Often I am asked if I like every book I read. I seem to find something positive to say about everything. This book is certainly the exception. There is nothing good about this rubbish.
This is essentially a bad science textbook loosely strung together with a ludicrous story about Columbus’ discovery of America. There is no attempt to make the story flow, that might get in the way of the science lectures. The plot. if there is any, is ludicrous. Imagine a common seaman lecturing Columbus about tides.
As a science teacher I found this book offensive.
Horror. Not everyone’s favourite genre. This first novel from young author Joe Hill should certainly establish him within the genre.
The storyline is simple. Jude Coyne is an aging heavy metal rock star. He keeps a collection of the macabre, a snuff movie, a cannibal cookbook and all kinds of other goodies. When he sees a ghost for sale on the Internet, he knows that he has to have it.
The ghost arrives attached to an old suit. Then the trouble begins. Jude’s PA suicides, his goth girlfriend gets blood poisoning and the dogs are going crazy. But there is a strict no returns policy because it appears the ghost is the father of an old girlfriend who committed suicide after Jude broke off the relationship. This ghost will not rest until Jude and everyone near him is dead.
I decided early on in the book that I really didn’t like it. There was no subtlety to the plot, no layers of meaning. Had the author been well known, I would say that he had some urgent bills, and this book was meant to pay them and then sink into oblivion. But even though I wasn’t enjoying the read, I couldn’t stop. The pace of the story was like a runaway train, you know that you are charging towards disaster, but there is no getting off.
I didn’t discover that Joe Hill was Stephen King’s son until after I finished the book. Hmmm…the fathers in this story are all evil old men. It makes you think.
Be warned this book should certainly have an MA rating. There is lots of violence and the language is colourful.
It seems like it has been ages since I read something for younger children. All these adult books for review are certainly modifying my reading habits. However, I heard a lot of positive comments about this book at a recent conference, so it eventually came to the top of the list.

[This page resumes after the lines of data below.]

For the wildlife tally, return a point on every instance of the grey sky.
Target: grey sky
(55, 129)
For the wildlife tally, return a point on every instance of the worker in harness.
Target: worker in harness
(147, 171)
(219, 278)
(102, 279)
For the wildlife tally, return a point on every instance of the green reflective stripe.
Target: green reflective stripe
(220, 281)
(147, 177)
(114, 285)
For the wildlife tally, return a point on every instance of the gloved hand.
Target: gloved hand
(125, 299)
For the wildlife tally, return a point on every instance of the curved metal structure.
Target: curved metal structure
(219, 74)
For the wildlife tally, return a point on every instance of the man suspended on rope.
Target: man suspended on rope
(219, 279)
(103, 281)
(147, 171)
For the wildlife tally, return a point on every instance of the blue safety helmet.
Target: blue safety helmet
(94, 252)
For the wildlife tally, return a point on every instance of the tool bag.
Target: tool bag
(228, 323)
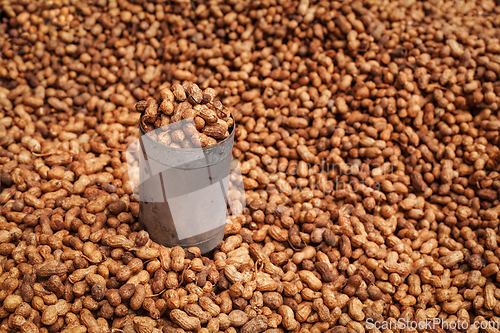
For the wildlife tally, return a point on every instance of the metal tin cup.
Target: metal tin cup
(183, 193)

As the book begins Aunt Bethany has recently died leaving a music box to her nephew Leo. He has always been fascinated by the box and she knew he was responsible enough to follow the rules. However his cousin Mimi comes to stay for a few weeks and she is an established rule breaker. Without spoiling the story, I can reveal that this is a quest fantasy.

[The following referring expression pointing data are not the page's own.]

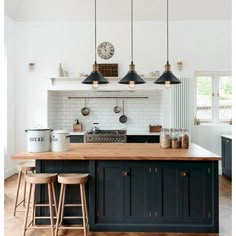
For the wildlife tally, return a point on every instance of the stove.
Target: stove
(106, 136)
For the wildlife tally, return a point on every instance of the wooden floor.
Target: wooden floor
(13, 225)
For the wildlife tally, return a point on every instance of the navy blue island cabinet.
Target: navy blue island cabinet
(226, 149)
(145, 196)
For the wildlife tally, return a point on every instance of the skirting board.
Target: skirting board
(9, 172)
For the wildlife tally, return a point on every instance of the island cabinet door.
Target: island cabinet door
(109, 192)
(138, 193)
(166, 193)
(197, 194)
(227, 156)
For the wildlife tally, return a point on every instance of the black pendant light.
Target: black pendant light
(132, 78)
(167, 78)
(95, 77)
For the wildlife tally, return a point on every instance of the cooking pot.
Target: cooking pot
(60, 140)
(38, 140)
(85, 110)
(123, 118)
(116, 109)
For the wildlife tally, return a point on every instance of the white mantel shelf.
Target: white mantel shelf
(112, 85)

Regular readers will know that I am always crying out for fantasy novels to reflect a real cultural heritage. Rodda has accomplished this brilliantly with her references to Farmer Jack Macdonald, trolls under bridges, and lots more.

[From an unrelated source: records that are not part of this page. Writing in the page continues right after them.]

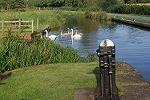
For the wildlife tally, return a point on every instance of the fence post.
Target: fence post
(32, 26)
(107, 86)
(2, 26)
(19, 24)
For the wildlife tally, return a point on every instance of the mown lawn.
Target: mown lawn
(47, 82)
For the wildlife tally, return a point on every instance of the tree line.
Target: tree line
(16, 4)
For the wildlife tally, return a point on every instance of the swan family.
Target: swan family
(52, 37)
(74, 34)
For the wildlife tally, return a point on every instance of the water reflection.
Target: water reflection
(132, 44)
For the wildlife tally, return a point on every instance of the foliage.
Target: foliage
(96, 15)
(107, 3)
(16, 52)
(130, 9)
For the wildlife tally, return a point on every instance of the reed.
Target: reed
(16, 52)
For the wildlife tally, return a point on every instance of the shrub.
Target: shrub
(96, 15)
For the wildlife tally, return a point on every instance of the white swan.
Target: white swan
(76, 35)
(52, 37)
(65, 33)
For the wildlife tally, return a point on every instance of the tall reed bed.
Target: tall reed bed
(45, 18)
(100, 15)
(16, 52)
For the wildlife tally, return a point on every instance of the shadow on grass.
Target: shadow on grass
(3, 77)
(97, 72)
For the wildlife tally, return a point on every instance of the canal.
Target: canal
(132, 44)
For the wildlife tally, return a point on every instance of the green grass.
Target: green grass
(48, 82)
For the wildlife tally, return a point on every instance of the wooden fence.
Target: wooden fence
(18, 26)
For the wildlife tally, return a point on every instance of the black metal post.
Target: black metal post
(107, 87)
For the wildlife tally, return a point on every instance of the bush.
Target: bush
(16, 52)
(96, 15)
(130, 9)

This book has been shortlisted on the CBC Younger Readers list. I haven’t read the complete list yet, but I would think this one has a very good chance of winning.
Thank goodness for Michael Panckridge. He has incredible skill when writing short, adventurous stories for kids entering secondary school. This book is no different, and it serves well to introduce kids to the new archaeological adventure genre.
Lewis is a young man attending boarding school. His mother disappears early in the book leaving him a letter that sets Lewis off on a search to find her. It also puts the young man in conflict with the Light Society, a group of crusaders determined to rid the world of evil. But is every definition of evil the same?
This book was easily read in one sitting. It gets the reader in quickly and won’t release him until the story is finished. I hope it is the first in a continuing series of Light Society novels.